Был горячий день; с утра собиралась гроза, но тучи разошлись, а воздух не освежился. Весь день Андре просидел в накаленной мастерской. Внизу упаковывались; забивали ящики: «тук-тук» отдавалось в виске Андре. Под вечер он решил пойти в «Курящую собаку» – только спирт может смягчить эту тупую боль. Выйдя на улицу, он сразу понял, что случилась беда. Цветочница над ворохом помятых роз плакала: «Убьют!.. Убьют!..» Хозяин кафе налил кальвадоса Андре и себе, чокнулся:
– За ваше!.. Вот вам и война! Дождались… Чтоб они сдохли!..
Кругом спорили:
– Это еще не война. Это только мобилизация.

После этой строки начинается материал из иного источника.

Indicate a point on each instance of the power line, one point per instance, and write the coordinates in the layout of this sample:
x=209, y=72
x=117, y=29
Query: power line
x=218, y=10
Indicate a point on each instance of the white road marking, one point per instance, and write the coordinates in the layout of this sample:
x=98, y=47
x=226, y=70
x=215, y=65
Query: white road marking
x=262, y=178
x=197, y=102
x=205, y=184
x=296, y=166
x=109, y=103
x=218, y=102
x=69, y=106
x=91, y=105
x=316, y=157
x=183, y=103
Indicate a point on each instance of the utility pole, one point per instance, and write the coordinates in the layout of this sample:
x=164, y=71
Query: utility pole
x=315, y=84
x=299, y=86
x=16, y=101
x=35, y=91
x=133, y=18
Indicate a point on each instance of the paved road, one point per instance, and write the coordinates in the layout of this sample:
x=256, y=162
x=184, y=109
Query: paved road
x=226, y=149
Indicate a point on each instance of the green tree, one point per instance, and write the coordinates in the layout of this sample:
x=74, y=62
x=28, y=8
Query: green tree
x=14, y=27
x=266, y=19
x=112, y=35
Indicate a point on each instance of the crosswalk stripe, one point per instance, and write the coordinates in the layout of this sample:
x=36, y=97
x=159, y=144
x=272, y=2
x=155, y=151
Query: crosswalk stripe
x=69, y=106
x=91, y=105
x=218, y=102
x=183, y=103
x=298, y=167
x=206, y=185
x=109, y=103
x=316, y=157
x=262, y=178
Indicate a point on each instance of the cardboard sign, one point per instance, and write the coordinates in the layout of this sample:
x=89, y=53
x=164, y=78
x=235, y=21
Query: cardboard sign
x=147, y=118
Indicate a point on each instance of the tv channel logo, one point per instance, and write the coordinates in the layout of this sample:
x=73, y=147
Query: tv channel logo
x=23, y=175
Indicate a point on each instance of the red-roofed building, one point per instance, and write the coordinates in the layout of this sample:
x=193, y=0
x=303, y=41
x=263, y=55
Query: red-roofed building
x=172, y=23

– Нет, теперь война, не выкрутиться. Проклятый Гитлер!..
– Ничего… Сговорятся…
Рабочий в кепке дал фоксу сахару:
– Ну, послужи на прощанье!.. Почему они прошлой осенью сговорились? Очень просто – боялись. Не хотели идти вместе с русскими. А теперь дело другое. Теперь они – вояки. В душе они за Гитлера. Предадут они нас, это дело ясное. А умирать кому? Нам!.. Служи, миляга, служи! Я тоже солдат второго ранга…
Сапожник повесил на двери лавчонки листок: «Закрыто по случаю ежегодной мобилизации», – не верил, что будет война, ворчал: «Придумали! У меня срочные заказы…» Цветочница продолжала плакать.
Снова люди с чемоданами, с мешками. Темнота, синие огоньки. Прощай, Гершель и туманности! Равнодушно Андре положил в чересчур просторный чемодан рубашки, мыло. Он лениво подумал: «Как тогда… Или вправду – воевать?..» Не додумал: стало скучно. Завтра он должен выехать в Туль, это твердо. Не все ли равно, что будет потом?.. Жизни не будет.